There are many reasons, but the classic explanation is that professors (especially at research universities) are picked (and compensated) for research ability versus teaching efficiency. (In general...caveat hawks.)
Probably a secondary reason is that mathematics tends to be a field with a high emphasis on logic and precision. However EDUCATION is more of a practical art (with aspects of psychology, leadership, tribal lore, efficiency, trade-offs, decisions with imperfect information, etc.) that are very different from Euclidean proofs. So, it would not surprise me that this issue occurs a lot in math, as a field.
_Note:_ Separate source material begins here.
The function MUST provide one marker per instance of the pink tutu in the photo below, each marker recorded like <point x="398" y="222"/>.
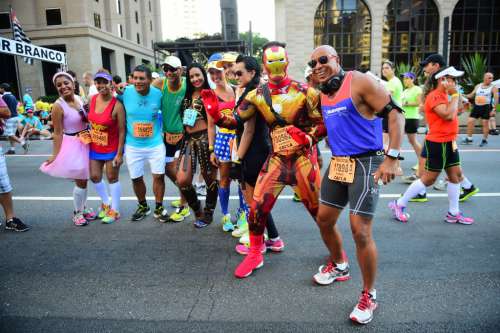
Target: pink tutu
<point x="72" y="161"/>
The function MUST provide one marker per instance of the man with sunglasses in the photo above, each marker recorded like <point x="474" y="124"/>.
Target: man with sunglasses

The one counteracting tendency is the need for large amounts of service teaching for engineers and natural and even applied scientists (e.g. econ). This has some forcing to drive more effective teaching. On the gripping hand, if you're in a majors course...:-(
Note that none of this is new to the world. You might also ask many other questions about non-ideal behavior (in many places, other than math ed). Part of becoming an adult is realizing there are a lot of imperfect people/places out there. Don't get too exercised by it. Just do what you need to do, to optimize things for you. Find out which profs are good, buy Schaum's Outlines, etc. Maybe too late for you (but not others), but one attraction of "liberal arts schools" is more emphasis on teaching. You can always "go to Berkeley" for grad school.